This purpose appears much more clearly when we take into consideration the narratives which are common to the Chronicle and the books of Samuel and Kings, and observe the difference which is perceptible in the mode of conception and representation in those parallel sections. For our present purpose, however, those narratives in which the chronicler supplements and completes the accounts given in the books of Samuel and Kings by more exact and detailed information, or shortens them by the omission of unimportant details, come less into consideration.[1]
For both additions and abridgments show only that the chronicler has not drawn his information from the canonical books of Samuel and Kings, but from other more circumstantial original

  1. Additions are to be found, e.g., in the list of David's heroes, 1Ch 11:42-47; in the history of the building and consecration of Solomon's temple; in the enumeration of the candlesticks, tables, and courts, 2Ch 4:6-9; in the notice of the copper platform on which Solomon kneeled at prayer, 2Ch 6:12-13; and of the fire which fell from heaven upon the burnt-offering, 2Ch 7:1. Also in the histories of the wars they are met with, 1Ch 11:6, 1Ch 11:8,1Ch 11:23, cf. 2Sa 5:8-9; 2Sa 23:21; 1Ch 18:8, 1Ch 18:12, cf. 2Sa 8:8, 2Sa 8:13, etc.
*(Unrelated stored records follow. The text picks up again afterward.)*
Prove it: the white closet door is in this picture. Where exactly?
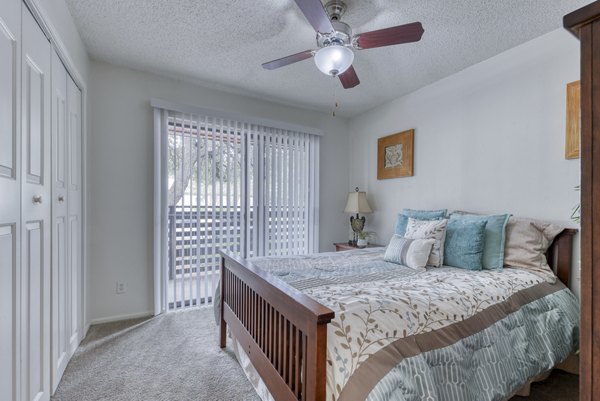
[0,0,21,400]
[66,76,83,355]
[20,7,52,401]
[51,48,71,392]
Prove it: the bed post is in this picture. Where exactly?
[306,322,327,401]
[546,228,577,287]
[219,257,227,348]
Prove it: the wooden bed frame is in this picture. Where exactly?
[219,229,577,401]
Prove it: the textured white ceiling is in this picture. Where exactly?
[66,0,590,116]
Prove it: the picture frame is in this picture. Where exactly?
[565,81,581,159]
[377,129,415,180]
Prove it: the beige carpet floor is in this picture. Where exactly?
[52,307,579,401]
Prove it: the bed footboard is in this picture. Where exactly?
[219,251,334,401]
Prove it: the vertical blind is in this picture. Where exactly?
[155,104,320,310]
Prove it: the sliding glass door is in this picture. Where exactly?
[155,110,319,310]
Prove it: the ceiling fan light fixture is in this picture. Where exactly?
[315,44,354,77]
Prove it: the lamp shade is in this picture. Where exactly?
[315,44,354,77]
[344,192,373,214]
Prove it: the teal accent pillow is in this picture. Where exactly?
[444,219,487,270]
[394,209,448,237]
[450,213,510,270]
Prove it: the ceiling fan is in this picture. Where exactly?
[262,0,424,89]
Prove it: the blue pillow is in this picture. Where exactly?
[450,213,510,270]
[444,219,487,270]
[394,209,448,237]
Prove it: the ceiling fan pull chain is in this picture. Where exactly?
[331,77,338,117]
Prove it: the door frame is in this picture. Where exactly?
[563,1,600,401]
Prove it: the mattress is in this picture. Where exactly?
[219,248,579,401]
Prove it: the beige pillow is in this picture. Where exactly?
[404,217,448,267]
[504,217,564,282]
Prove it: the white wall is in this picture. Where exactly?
[88,62,349,321]
[349,29,579,292]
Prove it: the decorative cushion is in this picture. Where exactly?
[504,217,564,282]
[444,217,487,270]
[383,234,435,269]
[448,212,510,270]
[394,209,448,236]
[405,217,448,267]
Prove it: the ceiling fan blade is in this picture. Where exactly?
[338,66,360,89]
[263,50,314,70]
[295,0,335,33]
[355,22,425,49]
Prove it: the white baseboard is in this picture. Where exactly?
[86,311,154,324]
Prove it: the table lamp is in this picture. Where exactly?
[344,187,373,246]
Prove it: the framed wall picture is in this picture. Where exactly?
[377,129,415,180]
[565,81,581,159]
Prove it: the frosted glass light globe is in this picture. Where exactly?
[315,44,354,77]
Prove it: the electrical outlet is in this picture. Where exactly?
[117,281,127,294]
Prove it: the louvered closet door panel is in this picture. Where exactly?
[20,7,52,401]
[66,76,83,355]
[0,0,21,400]
[51,48,71,392]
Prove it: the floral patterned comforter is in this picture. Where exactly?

More may be found in my Handbook of Introd. §139, 5. Abridgments by the rejection of unimportant details are very frequent; e.g., omission of the Jebusites' mockery of David's attack on their fortress, 1Ch 11:5-6, cf. 2Sa 5:6, 2Sa 5:8; of the details of the storming of Rabbah, 1Ch 20:1-2, cf. 2Sa 12:27-29; and of many more, vide my Handbook of Introduction, 139, 8.